Ao longo dos anos, muitos invasores usurparam o território da Assunção. Além dos fazendeiros, também a Igreja e o governo de Pernambuco, a primeira no início do século passado e o último a partir da década de 60, integraram o rol dos grileiros.
Todo o sofrimento vivido nas décadas mais remotas, bem como a bravura e feitos heróicos dos guerreiros de então, ainda permanecem presentes na memória truká. Graças ao exercício da oralidade, de geração em geração, a história se atualiza e ganha contornos contemporâneos, servindo como instrumento de conscientização e mobilização das novas gerações.
É esta consciência, sempre atualizada, que nas últimas duas décadas vem impulsionando o povo Truká a expulsar, de uma vez por todas, os invasores de seu território, exorcizando em definitivo o fantasma da família D`Ávila e construindo uma nova história, com suas terras totalmente livres da presença de intrusos.
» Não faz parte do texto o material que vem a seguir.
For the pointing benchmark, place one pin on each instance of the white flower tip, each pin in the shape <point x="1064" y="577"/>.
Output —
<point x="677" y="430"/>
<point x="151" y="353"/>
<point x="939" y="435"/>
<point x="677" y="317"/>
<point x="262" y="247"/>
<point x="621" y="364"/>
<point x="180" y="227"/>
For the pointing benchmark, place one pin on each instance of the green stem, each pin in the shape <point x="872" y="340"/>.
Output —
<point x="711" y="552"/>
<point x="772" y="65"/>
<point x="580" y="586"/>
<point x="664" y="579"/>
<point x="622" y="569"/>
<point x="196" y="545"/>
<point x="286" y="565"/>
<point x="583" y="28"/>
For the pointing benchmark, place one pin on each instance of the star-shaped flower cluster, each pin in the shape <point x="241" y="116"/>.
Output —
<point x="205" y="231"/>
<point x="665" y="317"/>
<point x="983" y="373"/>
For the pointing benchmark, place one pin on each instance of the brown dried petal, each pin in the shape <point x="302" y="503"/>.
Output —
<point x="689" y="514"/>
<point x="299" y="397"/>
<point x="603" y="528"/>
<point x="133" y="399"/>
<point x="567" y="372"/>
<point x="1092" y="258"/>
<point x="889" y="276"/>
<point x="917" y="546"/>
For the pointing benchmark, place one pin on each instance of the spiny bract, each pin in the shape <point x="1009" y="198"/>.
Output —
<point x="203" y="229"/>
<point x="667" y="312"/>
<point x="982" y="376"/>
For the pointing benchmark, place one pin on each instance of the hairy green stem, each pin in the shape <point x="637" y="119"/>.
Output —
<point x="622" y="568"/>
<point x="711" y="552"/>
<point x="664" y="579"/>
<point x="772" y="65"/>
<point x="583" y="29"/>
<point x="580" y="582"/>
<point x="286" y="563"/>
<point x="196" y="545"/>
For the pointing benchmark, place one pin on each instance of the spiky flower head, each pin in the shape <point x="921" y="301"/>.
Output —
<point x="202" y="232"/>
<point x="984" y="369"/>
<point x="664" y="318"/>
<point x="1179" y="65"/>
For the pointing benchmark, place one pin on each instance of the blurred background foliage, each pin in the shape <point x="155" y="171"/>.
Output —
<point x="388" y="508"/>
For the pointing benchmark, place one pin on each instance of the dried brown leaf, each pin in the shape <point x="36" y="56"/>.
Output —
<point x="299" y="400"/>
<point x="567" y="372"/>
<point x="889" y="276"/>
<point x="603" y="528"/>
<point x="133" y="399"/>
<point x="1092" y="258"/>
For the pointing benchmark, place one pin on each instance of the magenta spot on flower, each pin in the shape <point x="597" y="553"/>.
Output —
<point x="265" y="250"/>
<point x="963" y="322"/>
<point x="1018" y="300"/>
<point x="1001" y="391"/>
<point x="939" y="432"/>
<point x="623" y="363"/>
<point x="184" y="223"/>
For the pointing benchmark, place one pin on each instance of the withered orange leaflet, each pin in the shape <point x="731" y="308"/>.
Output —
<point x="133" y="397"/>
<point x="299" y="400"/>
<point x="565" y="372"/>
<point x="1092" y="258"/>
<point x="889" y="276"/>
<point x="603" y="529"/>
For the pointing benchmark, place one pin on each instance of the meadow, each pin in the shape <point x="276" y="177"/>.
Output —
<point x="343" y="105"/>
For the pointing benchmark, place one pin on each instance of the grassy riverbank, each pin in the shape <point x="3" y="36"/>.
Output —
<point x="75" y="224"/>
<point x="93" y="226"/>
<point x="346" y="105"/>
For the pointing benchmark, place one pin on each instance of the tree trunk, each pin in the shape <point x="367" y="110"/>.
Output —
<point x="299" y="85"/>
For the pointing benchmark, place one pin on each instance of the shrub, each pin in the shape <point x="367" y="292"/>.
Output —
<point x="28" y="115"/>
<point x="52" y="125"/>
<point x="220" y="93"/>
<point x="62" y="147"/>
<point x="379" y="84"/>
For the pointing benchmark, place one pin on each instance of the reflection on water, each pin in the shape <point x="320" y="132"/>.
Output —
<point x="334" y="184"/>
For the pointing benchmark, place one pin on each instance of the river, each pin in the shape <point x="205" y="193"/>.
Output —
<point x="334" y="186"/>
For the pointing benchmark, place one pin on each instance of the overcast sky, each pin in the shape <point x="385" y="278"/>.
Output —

No momento, o projeto de Transposição das águas do Rio São Francisco, empreendimento do governo federal, representa uma nova ameaça às terras tradicionalmente ocupadas pelo povo. Mas a sabedoria e a experiência acumuladas durante séculos de lutas de resistência, são motivo de garantia e certeza de que, mais uma vez, a vitória será dos Truká.
O ressurgimento do Reino da Assunção
Não obstante à incansável e invencível resistência dos seus ocupantes originários, no início dos anos 80, grande extensão das terras da ilha da Assunção e numerosas ilhas pequenas encontravam-se sob o domínio dos invasores. Poucas famílias indígenas conseguiam se manter em algumas ilhotas de difícil acesso, enquanto outras eram utilizadas como mão-de-obra barata pelas fazendas invasoras.
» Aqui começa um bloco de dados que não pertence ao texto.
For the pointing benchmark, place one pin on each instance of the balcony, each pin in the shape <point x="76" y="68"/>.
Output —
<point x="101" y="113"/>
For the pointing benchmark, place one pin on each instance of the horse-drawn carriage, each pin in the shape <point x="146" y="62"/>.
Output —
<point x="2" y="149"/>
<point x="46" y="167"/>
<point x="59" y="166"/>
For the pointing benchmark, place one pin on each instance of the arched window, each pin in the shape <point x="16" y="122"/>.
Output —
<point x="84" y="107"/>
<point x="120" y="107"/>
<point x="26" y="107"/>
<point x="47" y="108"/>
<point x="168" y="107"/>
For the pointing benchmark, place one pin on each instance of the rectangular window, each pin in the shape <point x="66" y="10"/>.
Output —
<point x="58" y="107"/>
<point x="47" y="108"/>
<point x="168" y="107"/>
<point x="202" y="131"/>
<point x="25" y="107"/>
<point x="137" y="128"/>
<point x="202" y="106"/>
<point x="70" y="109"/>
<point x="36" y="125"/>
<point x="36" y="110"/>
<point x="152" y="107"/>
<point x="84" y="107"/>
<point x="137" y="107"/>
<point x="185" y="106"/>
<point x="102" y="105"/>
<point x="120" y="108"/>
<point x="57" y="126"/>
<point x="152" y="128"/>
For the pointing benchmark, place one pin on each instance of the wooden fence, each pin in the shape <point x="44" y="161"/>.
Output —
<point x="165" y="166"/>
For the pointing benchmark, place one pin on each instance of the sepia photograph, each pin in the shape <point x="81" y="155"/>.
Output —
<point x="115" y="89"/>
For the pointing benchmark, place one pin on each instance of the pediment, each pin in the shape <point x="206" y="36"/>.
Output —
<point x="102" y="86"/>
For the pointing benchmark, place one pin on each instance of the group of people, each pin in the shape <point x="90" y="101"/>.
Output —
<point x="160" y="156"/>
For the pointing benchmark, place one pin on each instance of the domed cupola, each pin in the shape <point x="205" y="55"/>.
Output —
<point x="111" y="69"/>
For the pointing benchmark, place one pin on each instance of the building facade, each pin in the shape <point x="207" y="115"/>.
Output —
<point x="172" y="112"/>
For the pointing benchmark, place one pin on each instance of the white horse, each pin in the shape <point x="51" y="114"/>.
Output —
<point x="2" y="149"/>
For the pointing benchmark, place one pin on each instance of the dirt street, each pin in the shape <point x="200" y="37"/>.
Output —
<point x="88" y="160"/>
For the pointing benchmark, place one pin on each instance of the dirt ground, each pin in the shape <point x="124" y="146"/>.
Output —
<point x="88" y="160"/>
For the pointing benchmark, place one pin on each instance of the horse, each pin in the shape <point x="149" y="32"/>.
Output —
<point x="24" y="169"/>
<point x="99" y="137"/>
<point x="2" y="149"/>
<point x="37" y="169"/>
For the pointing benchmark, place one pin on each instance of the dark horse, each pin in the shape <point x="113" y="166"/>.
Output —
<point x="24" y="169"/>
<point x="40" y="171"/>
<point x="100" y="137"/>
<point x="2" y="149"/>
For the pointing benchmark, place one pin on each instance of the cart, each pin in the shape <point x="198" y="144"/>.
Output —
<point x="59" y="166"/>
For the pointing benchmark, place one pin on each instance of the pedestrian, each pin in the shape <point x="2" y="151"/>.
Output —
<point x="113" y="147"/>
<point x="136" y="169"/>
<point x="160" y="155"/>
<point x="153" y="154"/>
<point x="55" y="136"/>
No ano de 1981, os Truká iniciam uma reação contra aquela situação de opressão em que se encontravam e retomam parte da terra invadida pela SEMEMPE – Companhia de Sementes e Mudas de Pernambuco. Nesse período, foi assassinado o líder Antonio Bingô. No ano seguinte, o povo realizou nova retomada, outra vez nas terras invadidas pela SEMEMPE. A polícia de Cabrobó e funcionários da empresa estatal reagiram com muita violência. Em função dessas ações da comunidade, a Funai começa a reagir e dois anos depois inicia o processo de demarcação da terra, até hoje não concluído.
O procedimento demarcatório permaneceu parado durante muitos anos. Neste ínterim, uma grande ofensiva de violência avança contra o povo: seqüestros, torturas e assassinatos, passam a ser praticados contra os indígenas pelos pistoleiros das fazendas, que além da atividade agropecuária, passaram também a cultivar maconha. Este cultivo, nos anos 90, propagou-se pelo sertão pernambucano, na região denominada polígono da maconha.
Em face do grande número de crimes e da total impunidade, em 1992, o Cimi Nordeste publicou um documento-denúncia intitulado Truká: violência, impunidade e descaso, tendo a divulgação do mesmo despertado o interesse da Anistia Internacional, que repercutiu as denúncias alí registradas e solicitou providências por parte das autoridades nacionais.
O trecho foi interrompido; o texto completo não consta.